Why does God give us such a clear comparison? These consequences are experienced in this life, which should make us stop and carefully consider the immediate effect on the next generations. I often remind parents with children that their example is watched and felt by them from birth and will impact the next generations long after we are gone. What we do now, matters!
There are so many situations we all face that cause doubts to arise in our minds. We either feel alone and isolated from others without support, or we begin to doubt our value before God. These times are when we must resort to God’s presence and Word to adjust our thoughts and emotions.
Here are verses that should reassure us and remind us of God’s disposition toward His children.
“Remember your mercy, O Lord, and Your steadfast love, for they have been from of old. Remember not the sins of my youth or my transgressions; according to Your steadfast love remember me, for the sake of Your goodness, O Lord!” (Psalm 25:6–7).
“But the steadfast love of the Lord is from everlasting to everlasting on those who fear him, and his righteousness to children’s children” (Psalm 103:17).
Jeremiah was a prophet who suffered so much for being faithful to the Lord in the face of a nation that had been so unfaithful. Yet, God says, “I have loved you with an everlasting love; therefore, I have continued My faithfulness to you” (Jeremiah 31:3). What an amazing God!
Let these glorious words fill your heart with hope and truth!
From time to time, we want to give you an update on significant developments in this ministry. From past experience with ministry in India, we were often left disappointed because of traditional barriers that hindered grasping biblical principles. We are convinced that this is a mission frontier that has a high priority. Think about these statistics:
· Population unreached with the gospel = 1,313,878,000
· People Groups = 2,717 (2,445 unreached)

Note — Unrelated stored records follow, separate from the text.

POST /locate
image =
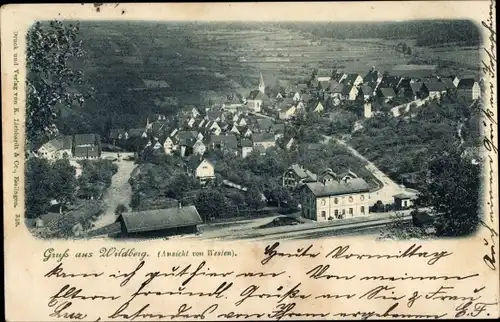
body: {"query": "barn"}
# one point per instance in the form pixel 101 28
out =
pixel 159 222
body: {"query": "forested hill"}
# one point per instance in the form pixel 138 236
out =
pixel 426 33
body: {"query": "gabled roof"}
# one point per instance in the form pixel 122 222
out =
pixel 246 143
pixel 151 220
pixel 448 83
pixel 278 127
pixel 136 132
pixel 264 124
pixel 257 95
pixel 435 86
pixel 213 115
pixel 324 85
pixel 349 80
pixel 86 139
pixel 336 87
pixel 466 83
pixel 387 92
pixel 115 133
pixel 371 76
pixel 416 87
pixel 347 89
pixel 263 137
pixel 229 140
pixel 60 143
pixel 367 90
pixel 336 188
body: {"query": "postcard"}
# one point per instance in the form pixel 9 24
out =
pixel 250 161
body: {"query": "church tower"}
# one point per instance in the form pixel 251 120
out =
pixel 262 86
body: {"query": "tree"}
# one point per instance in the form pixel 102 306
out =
pixel 64 182
pixel 38 187
pixel 120 209
pixel 49 76
pixel 211 204
pixel 452 190
pixel 253 199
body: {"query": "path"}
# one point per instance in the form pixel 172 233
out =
pixel 389 189
pixel 119 192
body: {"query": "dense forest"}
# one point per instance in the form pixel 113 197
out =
pixel 426 33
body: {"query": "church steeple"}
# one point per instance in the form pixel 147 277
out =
pixel 262 86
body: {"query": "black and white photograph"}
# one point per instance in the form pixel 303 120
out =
pixel 251 130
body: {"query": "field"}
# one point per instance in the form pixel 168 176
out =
pixel 204 63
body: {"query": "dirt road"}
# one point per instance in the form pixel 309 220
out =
pixel 119 192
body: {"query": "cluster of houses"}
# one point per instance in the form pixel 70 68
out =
pixel 332 196
pixel 78 146
pixel 330 87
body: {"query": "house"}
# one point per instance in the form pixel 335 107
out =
pixel 260 150
pixel 154 118
pixel 306 97
pixel 324 85
pixel 214 116
pixel 117 135
pixel 317 107
pixel 257 100
pixel 87 146
pixel 264 139
pixel 336 89
pixel 434 89
pixel 232 103
pixel 246 132
pixel 234 129
pixel 336 199
pixel 241 121
pixel 296 175
pixel 57 148
pixel 387 93
pixel 448 83
pixel 404 201
pixel 278 128
pixel 168 146
pixel 350 93
pixel 469 89
pixel 366 91
pixel 158 128
pixel 264 124
pixel 416 89
pixel 287 112
pixel 199 148
pixel 372 77
pixel 224 143
pixel 159 222
pixel 246 147
pixel 200 168
pixel 324 75
pixel 352 80
pixel 289 145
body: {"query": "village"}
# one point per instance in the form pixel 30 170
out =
pixel 198 140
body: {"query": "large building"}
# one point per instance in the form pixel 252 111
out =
pixel 160 222
pixel 338 199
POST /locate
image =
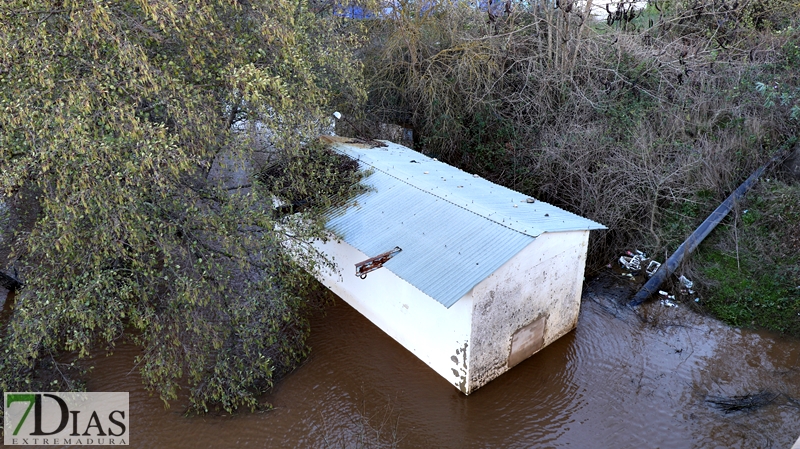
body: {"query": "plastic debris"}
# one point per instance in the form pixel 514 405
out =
pixel 652 267
pixel 632 262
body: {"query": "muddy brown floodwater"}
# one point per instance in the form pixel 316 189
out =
pixel 622 379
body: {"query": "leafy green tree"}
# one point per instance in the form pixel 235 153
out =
pixel 113 113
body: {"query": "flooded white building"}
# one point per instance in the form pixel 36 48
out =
pixel 469 276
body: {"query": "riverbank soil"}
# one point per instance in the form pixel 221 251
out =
pixel 749 270
pixel 623 379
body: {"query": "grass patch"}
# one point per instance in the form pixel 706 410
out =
pixel 748 271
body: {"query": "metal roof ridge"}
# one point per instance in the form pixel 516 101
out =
pixel 448 201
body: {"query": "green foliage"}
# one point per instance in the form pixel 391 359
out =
pixel 751 275
pixel 114 114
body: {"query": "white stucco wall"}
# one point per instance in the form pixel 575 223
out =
pixel 544 280
pixel 435 334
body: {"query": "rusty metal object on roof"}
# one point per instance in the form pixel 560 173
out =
pixel 372 264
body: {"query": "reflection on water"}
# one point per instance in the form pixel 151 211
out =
pixel 622 379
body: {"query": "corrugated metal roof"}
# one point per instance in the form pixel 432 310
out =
pixel 454 229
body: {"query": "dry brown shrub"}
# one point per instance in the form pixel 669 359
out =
pixel 625 127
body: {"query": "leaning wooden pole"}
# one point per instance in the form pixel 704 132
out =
pixel 669 267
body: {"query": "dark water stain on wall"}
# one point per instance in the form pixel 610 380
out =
pixel 620 380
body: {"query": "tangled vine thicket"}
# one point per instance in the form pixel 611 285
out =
pixel 627 116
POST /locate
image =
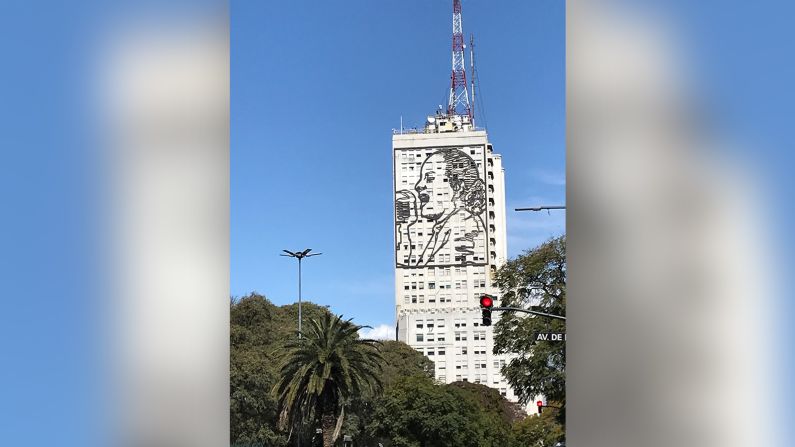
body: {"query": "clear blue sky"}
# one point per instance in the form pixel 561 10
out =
pixel 317 88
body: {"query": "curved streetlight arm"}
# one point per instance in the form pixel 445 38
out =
pixel 534 312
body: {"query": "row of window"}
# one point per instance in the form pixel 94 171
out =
pixel 446 271
pixel 458 322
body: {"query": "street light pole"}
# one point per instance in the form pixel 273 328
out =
pixel 300 255
pixel 539 208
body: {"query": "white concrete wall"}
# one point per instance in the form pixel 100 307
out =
pixel 444 323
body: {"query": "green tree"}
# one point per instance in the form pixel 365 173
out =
pixel 400 360
pixel 536 278
pixel 253 410
pixel 258 332
pixel 321 373
pixel 538 431
pixel 416 412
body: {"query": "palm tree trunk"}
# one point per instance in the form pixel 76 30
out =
pixel 327 423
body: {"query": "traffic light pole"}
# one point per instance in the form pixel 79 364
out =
pixel 534 312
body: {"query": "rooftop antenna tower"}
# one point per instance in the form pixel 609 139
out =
pixel 458 103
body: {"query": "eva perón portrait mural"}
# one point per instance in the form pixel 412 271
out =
pixel 440 207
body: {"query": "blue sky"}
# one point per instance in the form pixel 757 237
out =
pixel 317 88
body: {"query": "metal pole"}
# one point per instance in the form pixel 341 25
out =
pixel 299 299
pixel 533 312
pixel 539 208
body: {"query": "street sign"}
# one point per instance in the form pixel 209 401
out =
pixel 550 336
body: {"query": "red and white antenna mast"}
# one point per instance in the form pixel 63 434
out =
pixel 458 103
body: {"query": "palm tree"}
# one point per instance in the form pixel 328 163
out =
pixel 322 371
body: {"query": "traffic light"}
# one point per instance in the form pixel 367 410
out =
pixel 486 303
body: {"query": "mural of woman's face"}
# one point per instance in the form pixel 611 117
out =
pixel 433 181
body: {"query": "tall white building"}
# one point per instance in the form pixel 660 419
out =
pixel 450 238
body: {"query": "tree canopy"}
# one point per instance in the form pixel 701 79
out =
pixel 535 279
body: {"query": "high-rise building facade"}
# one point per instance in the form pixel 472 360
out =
pixel 450 238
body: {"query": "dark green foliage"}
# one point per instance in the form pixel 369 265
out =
pixel 258 330
pixel 401 360
pixel 537 278
pixel 539 431
pixel 322 372
pixel 416 412
pixel 411 410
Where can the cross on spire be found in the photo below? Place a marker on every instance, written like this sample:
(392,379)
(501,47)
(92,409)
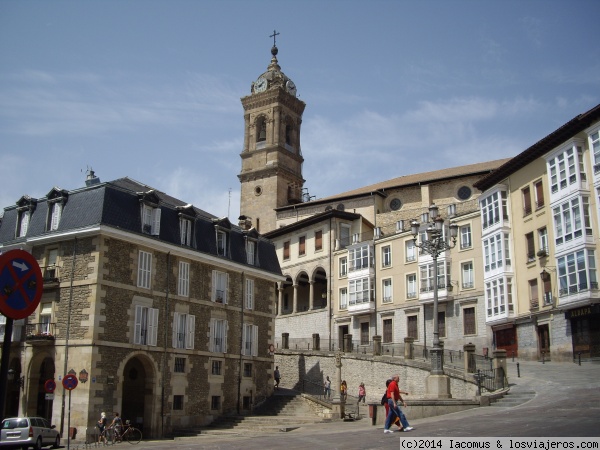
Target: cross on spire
(274,36)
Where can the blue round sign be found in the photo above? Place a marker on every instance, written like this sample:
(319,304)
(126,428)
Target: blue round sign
(21,284)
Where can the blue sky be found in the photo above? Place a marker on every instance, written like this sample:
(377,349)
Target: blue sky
(151,89)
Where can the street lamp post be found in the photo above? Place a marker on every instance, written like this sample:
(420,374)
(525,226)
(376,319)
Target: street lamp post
(435,244)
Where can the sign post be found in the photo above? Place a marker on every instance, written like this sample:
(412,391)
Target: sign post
(69,383)
(21,287)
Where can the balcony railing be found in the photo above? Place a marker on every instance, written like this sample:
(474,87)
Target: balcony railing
(39,331)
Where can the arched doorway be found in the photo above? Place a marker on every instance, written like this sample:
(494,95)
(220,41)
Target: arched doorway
(138,393)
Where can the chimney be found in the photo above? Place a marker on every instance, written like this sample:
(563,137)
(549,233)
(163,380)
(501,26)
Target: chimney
(245,222)
(91,178)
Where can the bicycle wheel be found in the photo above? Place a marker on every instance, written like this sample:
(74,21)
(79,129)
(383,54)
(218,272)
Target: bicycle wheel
(108,436)
(134,436)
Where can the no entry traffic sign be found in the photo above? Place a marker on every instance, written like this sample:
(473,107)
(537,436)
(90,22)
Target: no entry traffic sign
(70,382)
(21,284)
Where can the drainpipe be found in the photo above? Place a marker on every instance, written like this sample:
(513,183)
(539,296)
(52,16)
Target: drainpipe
(330,290)
(241,342)
(164,362)
(62,412)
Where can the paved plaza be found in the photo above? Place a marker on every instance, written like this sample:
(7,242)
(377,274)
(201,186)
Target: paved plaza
(566,404)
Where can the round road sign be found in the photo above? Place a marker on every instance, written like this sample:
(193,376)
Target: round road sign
(21,284)
(70,382)
(50,385)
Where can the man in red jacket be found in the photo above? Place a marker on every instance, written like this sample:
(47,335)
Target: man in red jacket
(393,393)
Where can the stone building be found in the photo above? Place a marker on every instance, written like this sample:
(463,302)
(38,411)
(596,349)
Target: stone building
(166,309)
(540,230)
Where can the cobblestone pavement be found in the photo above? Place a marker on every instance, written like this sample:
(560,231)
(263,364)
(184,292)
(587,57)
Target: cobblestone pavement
(566,404)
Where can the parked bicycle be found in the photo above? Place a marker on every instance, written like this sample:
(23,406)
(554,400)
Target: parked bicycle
(131,434)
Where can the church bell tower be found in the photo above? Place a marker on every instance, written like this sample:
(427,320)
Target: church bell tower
(271,175)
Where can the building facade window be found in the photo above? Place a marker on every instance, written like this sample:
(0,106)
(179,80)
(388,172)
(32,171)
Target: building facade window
(251,252)
(144,269)
(250,340)
(318,240)
(151,220)
(468,278)
(222,243)
(388,331)
(465,237)
(360,257)
(55,215)
(249,293)
(387,290)
(410,251)
(183,330)
(577,272)
(572,220)
(218,336)
(146,325)
(442,323)
(220,282)
(343,298)
(496,252)
(411,286)
(360,291)
(530,246)
(179,365)
(386,256)
(302,246)
(526,196)
(183,282)
(286,250)
(178,403)
(494,209)
(469,322)
(412,327)
(543,240)
(217,367)
(539,194)
(343,266)
(185,231)
(427,281)
(566,169)
(498,295)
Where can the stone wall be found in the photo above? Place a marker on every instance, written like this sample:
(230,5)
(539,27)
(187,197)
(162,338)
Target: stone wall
(312,368)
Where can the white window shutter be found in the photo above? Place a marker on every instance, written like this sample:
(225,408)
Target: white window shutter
(152,326)
(211,339)
(255,340)
(191,325)
(244,338)
(214,286)
(138,325)
(225,333)
(175,328)
(156,221)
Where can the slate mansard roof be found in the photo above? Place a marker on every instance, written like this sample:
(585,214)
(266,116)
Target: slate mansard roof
(116,204)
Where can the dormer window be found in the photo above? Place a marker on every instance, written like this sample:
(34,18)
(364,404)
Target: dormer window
(150,211)
(56,201)
(25,207)
(150,220)
(221,243)
(187,215)
(55,214)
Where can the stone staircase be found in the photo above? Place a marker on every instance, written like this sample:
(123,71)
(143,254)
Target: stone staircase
(284,411)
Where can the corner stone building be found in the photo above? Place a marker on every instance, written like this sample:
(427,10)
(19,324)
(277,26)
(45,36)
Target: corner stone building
(167,309)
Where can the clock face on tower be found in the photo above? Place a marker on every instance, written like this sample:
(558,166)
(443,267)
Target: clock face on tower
(291,87)
(260,85)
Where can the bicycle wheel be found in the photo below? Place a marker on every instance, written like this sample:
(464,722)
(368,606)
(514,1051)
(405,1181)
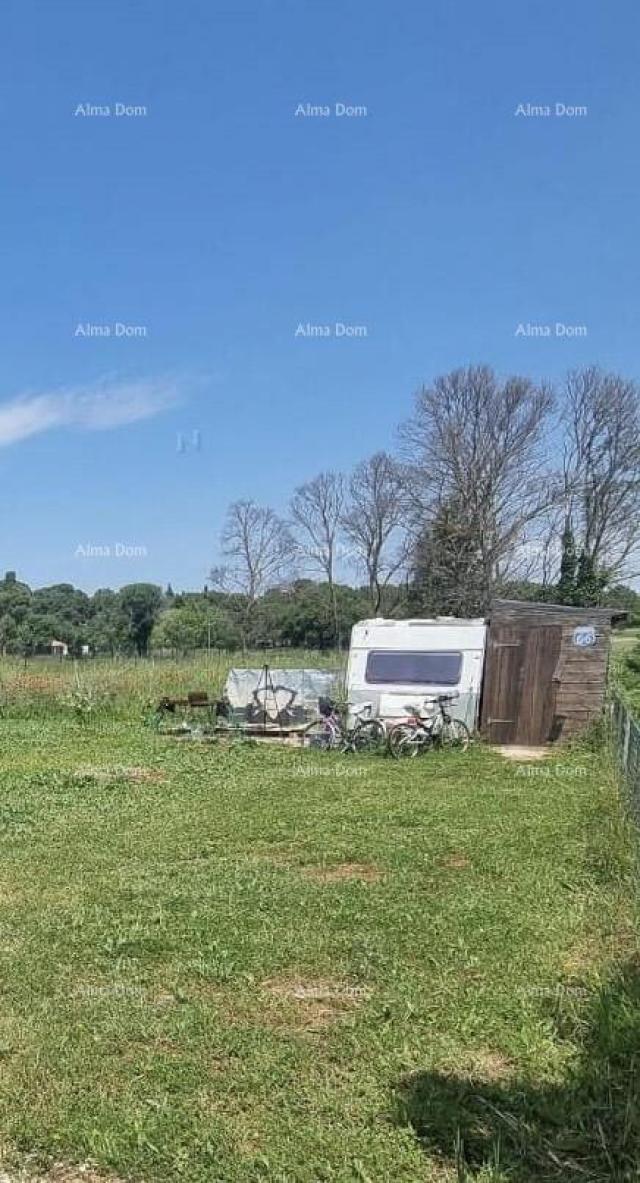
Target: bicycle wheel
(405,741)
(368,736)
(452,735)
(321,735)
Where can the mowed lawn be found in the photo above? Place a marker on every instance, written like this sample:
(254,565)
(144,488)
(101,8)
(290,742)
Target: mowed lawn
(252,963)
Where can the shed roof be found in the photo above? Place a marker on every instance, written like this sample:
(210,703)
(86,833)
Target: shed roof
(537,607)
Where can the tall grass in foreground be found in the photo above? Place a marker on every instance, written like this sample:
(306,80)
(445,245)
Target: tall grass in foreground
(116,686)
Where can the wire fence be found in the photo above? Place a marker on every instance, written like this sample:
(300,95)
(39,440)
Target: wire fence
(626,742)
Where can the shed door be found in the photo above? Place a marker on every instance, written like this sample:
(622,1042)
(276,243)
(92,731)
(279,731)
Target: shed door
(519,693)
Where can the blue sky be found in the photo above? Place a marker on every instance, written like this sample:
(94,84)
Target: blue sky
(219,221)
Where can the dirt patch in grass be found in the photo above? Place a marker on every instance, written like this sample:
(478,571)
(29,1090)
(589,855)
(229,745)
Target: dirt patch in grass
(487,1065)
(343,872)
(60,1174)
(314,1004)
(589,954)
(521,754)
(456,862)
(118,773)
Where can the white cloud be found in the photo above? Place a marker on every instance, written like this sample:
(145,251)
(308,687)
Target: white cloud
(107,403)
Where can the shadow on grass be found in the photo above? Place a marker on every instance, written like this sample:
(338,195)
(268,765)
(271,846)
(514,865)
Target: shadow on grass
(587,1129)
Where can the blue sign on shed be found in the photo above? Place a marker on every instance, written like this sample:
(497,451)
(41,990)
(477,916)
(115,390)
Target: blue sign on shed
(584,637)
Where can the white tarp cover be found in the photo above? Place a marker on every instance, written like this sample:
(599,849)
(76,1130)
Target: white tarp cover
(279,697)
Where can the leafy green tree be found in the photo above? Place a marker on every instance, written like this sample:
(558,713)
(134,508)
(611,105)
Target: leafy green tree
(14,598)
(590,581)
(140,603)
(8,632)
(448,575)
(566,588)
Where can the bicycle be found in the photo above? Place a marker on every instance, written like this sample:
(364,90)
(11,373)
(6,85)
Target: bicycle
(437,729)
(329,732)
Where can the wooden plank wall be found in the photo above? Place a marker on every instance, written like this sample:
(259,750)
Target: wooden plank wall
(581,673)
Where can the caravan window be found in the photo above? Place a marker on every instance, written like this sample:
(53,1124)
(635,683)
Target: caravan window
(413,667)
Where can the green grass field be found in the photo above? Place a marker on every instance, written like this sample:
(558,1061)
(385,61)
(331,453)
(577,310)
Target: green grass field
(626,666)
(253,963)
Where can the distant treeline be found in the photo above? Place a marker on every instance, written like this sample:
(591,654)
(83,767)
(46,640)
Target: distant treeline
(143,618)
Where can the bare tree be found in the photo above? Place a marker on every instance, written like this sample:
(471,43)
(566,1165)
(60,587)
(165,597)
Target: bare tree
(478,443)
(602,467)
(316,511)
(258,549)
(373,521)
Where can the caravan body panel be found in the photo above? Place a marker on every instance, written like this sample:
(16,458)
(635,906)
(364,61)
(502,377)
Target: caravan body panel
(396,664)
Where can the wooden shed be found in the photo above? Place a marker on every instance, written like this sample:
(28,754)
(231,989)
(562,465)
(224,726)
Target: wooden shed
(545,671)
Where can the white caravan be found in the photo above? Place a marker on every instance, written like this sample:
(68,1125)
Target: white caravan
(394,664)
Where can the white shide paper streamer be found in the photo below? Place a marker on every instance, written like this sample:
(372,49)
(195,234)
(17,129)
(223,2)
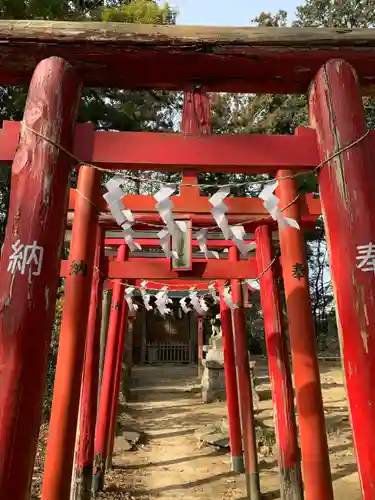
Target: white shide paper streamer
(145,296)
(129,291)
(121,214)
(202,242)
(162,301)
(228,299)
(271,204)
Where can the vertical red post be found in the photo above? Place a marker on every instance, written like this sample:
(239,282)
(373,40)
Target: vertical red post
(30,266)
(244,388)
(105,402)
(200,344)
(117,379)
(89,391)
(234,423)
(106,309)
(279,369)
(347,186)
(313,439)
(67,388)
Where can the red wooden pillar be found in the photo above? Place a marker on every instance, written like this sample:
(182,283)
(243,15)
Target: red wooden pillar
(200,344)
(244,388)
(347,194)
(105,402)
(30,266)
(234,422)
(279,369)
(67,388)
(117,379)
(89,392)
(313,439)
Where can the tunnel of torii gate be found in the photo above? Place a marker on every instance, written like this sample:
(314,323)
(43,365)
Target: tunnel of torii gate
(335,68)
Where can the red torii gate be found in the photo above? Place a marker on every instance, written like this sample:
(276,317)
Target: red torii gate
(157,268)
(37,207)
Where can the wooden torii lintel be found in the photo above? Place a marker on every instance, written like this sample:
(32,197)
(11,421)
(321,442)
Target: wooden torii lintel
(271,60)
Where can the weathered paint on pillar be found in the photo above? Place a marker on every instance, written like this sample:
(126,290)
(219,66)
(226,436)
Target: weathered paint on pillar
(200,342)
(105,404)
(347,187)
(28,283)
(67,388)
(234,423)
(117,378)
(106,309)
(89,392)
(313,440)
(244,388)
(279,370)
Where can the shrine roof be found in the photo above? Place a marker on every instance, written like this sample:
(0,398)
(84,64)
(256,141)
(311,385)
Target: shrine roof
(281,60)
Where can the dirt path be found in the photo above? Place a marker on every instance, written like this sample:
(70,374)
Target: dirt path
(171,464)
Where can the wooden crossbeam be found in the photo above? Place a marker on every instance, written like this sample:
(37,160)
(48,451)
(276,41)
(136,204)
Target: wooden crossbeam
(159,269)
(246,153)
(275,60)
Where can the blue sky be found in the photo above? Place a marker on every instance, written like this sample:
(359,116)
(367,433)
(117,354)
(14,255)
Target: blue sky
(227,13)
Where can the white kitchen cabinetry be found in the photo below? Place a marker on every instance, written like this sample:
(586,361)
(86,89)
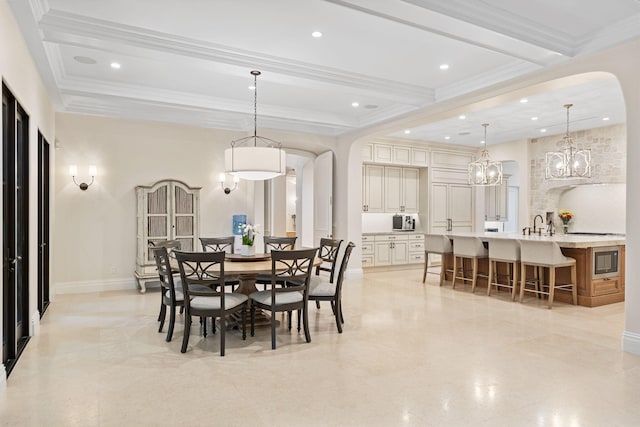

God has shown us in other parts of the world that God’s Plan for His Disciples (GPHD) has equipped and motivated the Church to disciple and prepare believers to disciple others. With GPHD either translated or being translated into 15 languages, we wondered what the next language should be? As you can see from the Joshua numbers above, India has a huge need.
According to Ethnologue, Hindi is the 5th largest language in the world and spoken by over 189 million people. We have a reliable translator who is willing to do the work and print the books. Please pray with us that the translating will be done quickly, accurately and printing costs will be reasonable and with good quality.